Friday, December 4, 2009

Fascination of the Abomination

"In some inland post feel the savagery, the utter savagery, had closed round him—all that mysterious life of the wilderness that stirs in the forest, in the jungles, in the hearts of wild men. There's no initiation either into such mysteries. He has to live in the midst of the incomprehensible, which is detestable. And it has a fascination, too, which goes to work upon him. The fascination of the abomination—you know. Imagine the growing regrets, the longing to escape, the powerless disgust, the surrender, the hate."

- Joseph Conrad, Heart of Darkness

The horror, the horror:

The cast of MTV's new reality show, "Jersey Shore."

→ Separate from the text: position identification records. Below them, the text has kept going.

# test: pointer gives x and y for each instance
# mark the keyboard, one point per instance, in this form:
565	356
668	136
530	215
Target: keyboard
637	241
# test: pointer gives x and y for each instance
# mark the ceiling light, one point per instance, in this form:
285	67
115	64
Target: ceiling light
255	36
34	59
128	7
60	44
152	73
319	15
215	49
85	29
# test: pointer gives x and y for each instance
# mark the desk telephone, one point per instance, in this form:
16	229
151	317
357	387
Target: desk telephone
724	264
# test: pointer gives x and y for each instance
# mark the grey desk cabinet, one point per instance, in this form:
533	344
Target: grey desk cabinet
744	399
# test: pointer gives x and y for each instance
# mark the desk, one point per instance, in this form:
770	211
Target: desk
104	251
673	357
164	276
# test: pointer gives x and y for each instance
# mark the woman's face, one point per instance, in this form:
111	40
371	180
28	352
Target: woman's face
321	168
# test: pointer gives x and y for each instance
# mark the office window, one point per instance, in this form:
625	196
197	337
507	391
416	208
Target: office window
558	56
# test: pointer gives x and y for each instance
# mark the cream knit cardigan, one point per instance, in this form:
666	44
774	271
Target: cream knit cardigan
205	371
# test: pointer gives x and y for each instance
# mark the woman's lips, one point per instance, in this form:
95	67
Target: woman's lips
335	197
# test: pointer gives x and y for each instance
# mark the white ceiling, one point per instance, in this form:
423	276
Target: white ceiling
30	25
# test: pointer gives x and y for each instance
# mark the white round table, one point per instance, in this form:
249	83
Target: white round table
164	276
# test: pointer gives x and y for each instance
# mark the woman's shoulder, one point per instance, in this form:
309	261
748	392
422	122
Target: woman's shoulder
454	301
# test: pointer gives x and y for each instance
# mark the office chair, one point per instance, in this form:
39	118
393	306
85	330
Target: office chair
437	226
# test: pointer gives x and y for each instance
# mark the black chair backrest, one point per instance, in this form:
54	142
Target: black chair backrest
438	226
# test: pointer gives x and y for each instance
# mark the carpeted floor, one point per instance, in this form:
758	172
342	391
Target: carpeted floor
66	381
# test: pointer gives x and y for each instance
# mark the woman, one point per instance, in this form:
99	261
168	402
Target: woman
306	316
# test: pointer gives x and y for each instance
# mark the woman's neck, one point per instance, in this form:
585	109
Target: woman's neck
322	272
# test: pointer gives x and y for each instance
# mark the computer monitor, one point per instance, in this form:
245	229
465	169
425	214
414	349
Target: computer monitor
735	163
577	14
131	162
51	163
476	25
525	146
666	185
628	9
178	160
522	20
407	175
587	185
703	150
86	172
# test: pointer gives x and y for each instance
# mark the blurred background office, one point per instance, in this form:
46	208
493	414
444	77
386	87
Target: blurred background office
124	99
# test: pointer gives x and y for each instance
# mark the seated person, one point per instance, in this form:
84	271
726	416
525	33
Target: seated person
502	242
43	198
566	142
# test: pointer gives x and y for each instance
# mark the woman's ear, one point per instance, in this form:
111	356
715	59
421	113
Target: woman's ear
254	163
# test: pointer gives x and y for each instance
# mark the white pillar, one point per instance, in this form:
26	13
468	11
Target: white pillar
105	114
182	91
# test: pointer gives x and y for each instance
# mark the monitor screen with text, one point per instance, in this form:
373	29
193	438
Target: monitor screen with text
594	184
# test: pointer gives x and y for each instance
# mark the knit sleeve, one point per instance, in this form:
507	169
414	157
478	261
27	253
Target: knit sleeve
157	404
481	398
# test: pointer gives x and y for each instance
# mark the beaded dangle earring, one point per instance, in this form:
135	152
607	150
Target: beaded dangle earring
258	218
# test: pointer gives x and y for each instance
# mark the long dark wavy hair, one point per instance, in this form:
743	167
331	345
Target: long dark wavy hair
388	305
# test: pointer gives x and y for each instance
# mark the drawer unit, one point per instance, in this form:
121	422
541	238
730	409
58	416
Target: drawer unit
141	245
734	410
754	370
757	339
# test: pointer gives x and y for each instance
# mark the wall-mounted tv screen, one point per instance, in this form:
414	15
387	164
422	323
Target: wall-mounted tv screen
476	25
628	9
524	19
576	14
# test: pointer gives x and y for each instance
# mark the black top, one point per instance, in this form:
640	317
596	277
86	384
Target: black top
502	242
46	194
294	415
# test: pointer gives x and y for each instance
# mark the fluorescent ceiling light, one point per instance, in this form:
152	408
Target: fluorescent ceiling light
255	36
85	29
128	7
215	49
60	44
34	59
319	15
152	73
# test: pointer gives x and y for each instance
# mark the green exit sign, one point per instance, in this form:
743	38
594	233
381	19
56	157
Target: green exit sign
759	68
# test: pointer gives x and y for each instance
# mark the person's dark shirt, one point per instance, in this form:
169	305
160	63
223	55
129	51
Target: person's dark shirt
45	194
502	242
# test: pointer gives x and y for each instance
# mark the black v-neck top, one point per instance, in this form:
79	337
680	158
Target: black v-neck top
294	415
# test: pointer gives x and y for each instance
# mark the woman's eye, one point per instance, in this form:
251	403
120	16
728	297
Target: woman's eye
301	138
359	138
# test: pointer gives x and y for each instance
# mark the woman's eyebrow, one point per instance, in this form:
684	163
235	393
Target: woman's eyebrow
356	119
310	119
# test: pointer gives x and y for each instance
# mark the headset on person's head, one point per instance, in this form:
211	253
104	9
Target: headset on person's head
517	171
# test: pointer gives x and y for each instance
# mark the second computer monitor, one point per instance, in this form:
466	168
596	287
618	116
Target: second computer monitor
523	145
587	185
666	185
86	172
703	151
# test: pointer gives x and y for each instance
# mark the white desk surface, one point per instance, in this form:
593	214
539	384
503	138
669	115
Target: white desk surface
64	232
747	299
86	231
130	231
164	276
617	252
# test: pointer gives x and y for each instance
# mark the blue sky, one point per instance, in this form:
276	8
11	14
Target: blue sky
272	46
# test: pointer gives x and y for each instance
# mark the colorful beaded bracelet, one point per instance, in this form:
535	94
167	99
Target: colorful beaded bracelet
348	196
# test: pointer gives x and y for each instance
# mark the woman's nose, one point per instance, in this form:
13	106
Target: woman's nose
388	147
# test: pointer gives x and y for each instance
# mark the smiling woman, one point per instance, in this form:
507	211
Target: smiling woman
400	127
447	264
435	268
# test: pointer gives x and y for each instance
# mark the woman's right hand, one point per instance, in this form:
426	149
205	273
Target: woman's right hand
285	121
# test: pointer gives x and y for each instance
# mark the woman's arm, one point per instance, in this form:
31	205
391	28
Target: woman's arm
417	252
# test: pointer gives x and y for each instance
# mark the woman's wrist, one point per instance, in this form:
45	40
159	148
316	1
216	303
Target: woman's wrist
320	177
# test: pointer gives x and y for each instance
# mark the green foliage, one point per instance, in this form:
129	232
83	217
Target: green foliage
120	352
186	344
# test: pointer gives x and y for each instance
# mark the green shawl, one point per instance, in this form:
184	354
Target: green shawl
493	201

I'm not joking; here's a review of the first episode.

Tuesday, December 1, 2009

The Paradox of the Middle Class

From the New York Times, an article whose subject seems to get at the essence of growing up in the middle class—Tips for the Admissions Test...To Kindergarten:
Test preparation has long been a big business catering to students taking SATs and admissions exams for law, medical and other graduate schools. But the new clientele is quite a bit younger: 3- and 4-year-olds whose parents hope that a little assistance — costing upward of $1,000 for several sessions — will help them win coveted spots in the city’s gifted and talented public kindergarten classes.
The article goes on to describe how the kindergarten tutoring business is taking off (the Bright Kids program featured here is just one of many) and why (many parents figure a couple thousand for tutoring is cheaper than private schools).

Although the whole affair seems outrageous and ridiculous at face value, it's difficult to resolve the issues here. If you ask people how we should distribute scarce rewards in a society fairly, most of them will say that they should go to the people who work the hardest (there is, in fact, research to back this up: q.v. Chapter 11, "Distributive Justice," in Homans, G.C., Social Behavior. New York: Harcourt, Brace, and Janovich, 1974; and also work by Guillermina Jasso). But you put that principle into practice and you end up with situations like these, which seem, frankly, dehumanizing.

There are a number of other issues entangled here (like what it even means to be "gifted"; whether such ability is innate or acquired; whether differentiating education is worthwhile/necessary/inevitable; what it means to provide equal opportunity; the extent to which education figures into the American Dream, etc., etc.), but what makes the article jump out at me is that it shows how hard we, the middle class, are competing. It's like we're fighting tooth and nail for our very survival, even though fighting for survival seems unnecessary in modern society. Desperation amidst plenty: this, I believe, is the paradox of the middle class.